By, Wendy Mogel
November 14, 2011
Exposing small children to lots of environments isn’t terribly scary because we’re right beside them holding their hands, scanning the surroundings for any danger. But once they become teenagers — so reckless, so dopey, so sleepy — it’s much more challenging.
Last week, the mother of a 13-year-old boy told me that she enjoyed my book, The Blessing of a Skinned Knee, but hasn’t been able to bring herself to read The Blessing of a B Minus. She said:
Lucas must get A’s. And he’s not much of a student so I help him with his homework for at least two hours every night. I have your book on my night table but I can’t open it. It’s the title. It makes me want to throw-up.
A teen we interviewed for TODAY said her mom’s top three fears are “me learning to drive, choking, and me being abducted. And somehow she ties everything into those three issues.”

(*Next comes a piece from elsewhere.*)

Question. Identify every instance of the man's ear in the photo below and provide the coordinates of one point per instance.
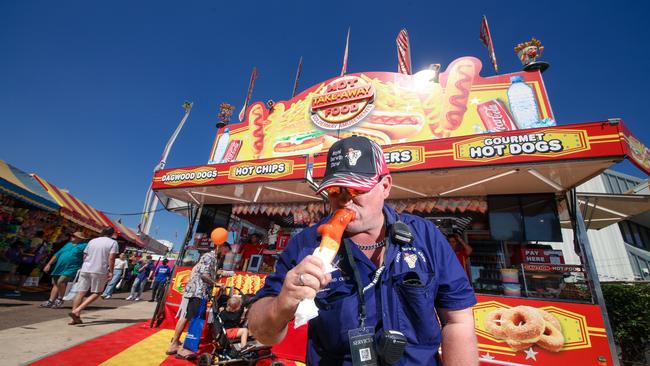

Other teens complain that their parents demand that they text them at every turn. When you get to the party…when you leave the party…when you arrive home if I’m already asleep so if I wake up in the night I can check to see that you got home safely.
Some tell me they can’t win in communicating with their parents: If I don’t tell them stuff they seem sad, or betrayed or imagine the worst, but if I do they overreact and want to take over.
I’m starting to think that the most loving, intelligent parents wish their children would just skip adolescence entirely, that our world is just too dangerous and competitive to chance any risky moves. They pray that their child will go from pleasant, diligent third-grader to junior statesman with no experimentation or mistakes or the possibility of blemishes on the high school transcripts in between.